While there were demonstrations in support of the STC's declaration in the Hadramaut provincial capital of al-Mukalla, the governors of Hadramaut, al-Mahrah, Shabwa, Socotra and Abyan have issued statements rejecting the declaration.
Finding a peaceful solution
STC spokesman Nizar Haitham said the STC supports the Arab coalition.
The self-administration and emergency declaration came, he said, because of the deteriorating conditions following the Aden floods and the government's failure to play its role and to implement the Riyadh agreement.

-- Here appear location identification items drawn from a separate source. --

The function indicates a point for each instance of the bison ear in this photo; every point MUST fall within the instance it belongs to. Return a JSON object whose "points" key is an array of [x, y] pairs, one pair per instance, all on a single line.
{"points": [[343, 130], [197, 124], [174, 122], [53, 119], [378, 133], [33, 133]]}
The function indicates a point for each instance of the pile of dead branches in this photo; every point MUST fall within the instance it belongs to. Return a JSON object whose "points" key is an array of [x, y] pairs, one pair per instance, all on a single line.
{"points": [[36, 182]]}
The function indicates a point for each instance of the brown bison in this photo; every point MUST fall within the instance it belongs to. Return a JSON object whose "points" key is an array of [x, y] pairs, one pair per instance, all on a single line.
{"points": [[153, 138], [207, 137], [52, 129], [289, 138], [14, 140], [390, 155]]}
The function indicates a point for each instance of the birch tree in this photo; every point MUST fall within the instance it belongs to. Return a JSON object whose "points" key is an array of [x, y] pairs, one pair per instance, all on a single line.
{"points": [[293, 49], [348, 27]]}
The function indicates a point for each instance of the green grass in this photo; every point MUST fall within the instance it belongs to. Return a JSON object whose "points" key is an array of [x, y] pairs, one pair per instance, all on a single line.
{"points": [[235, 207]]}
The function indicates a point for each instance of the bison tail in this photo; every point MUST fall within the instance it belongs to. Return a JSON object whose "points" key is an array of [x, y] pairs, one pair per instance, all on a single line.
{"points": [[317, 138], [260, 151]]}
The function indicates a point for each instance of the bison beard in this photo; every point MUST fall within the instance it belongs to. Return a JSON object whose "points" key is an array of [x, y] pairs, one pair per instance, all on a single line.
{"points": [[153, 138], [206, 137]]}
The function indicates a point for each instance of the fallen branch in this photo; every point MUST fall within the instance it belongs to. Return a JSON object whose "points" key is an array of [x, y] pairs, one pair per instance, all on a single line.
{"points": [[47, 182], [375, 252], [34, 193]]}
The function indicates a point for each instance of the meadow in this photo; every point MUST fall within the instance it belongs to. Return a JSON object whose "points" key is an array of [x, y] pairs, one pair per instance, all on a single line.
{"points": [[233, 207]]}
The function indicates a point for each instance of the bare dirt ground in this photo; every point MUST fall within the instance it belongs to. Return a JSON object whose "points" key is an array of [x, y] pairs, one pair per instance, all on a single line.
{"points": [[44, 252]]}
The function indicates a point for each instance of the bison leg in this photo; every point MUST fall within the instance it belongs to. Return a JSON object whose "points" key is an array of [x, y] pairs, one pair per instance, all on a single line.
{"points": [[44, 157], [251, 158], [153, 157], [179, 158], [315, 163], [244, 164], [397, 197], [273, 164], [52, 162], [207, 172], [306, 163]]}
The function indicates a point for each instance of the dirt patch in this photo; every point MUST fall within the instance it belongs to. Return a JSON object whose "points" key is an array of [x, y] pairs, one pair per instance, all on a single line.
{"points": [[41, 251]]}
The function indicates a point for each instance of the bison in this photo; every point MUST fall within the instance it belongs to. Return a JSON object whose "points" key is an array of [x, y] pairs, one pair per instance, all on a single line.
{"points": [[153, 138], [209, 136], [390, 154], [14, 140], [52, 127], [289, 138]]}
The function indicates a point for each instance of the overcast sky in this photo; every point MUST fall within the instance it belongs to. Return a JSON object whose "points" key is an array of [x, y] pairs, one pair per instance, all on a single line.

"International pressures continue to mount on the legitimate government to implement the Riyadh agreement and find a peaceful solution that would guarantee the political rights of the south," Haitham told Al-Mashareq.
"The mistakes which the legitimate government made in running Aden and southern provinces have created feelings of resentment," political analyst Abdulmalik al-Youssefi told Al-Mashareq.
This "pressured the STC to declare its steps, especially following the catastrophic floods in Aden", he said, noting that the STC's declaration might serve as a catalyst for a return to the implementation of the Riyadh agreement.
"The self-administration is not self-rule," al-Youssefi said. "It is part of the federal state and not separation, although they have the right to that via a self-determination referendum, once the state has been restored."
"Forming a government of technocrats as per the Riyadh agreement will be the fastest solution to restoring the situation to the way it was, and ending any escalatory steps from any party," he noted.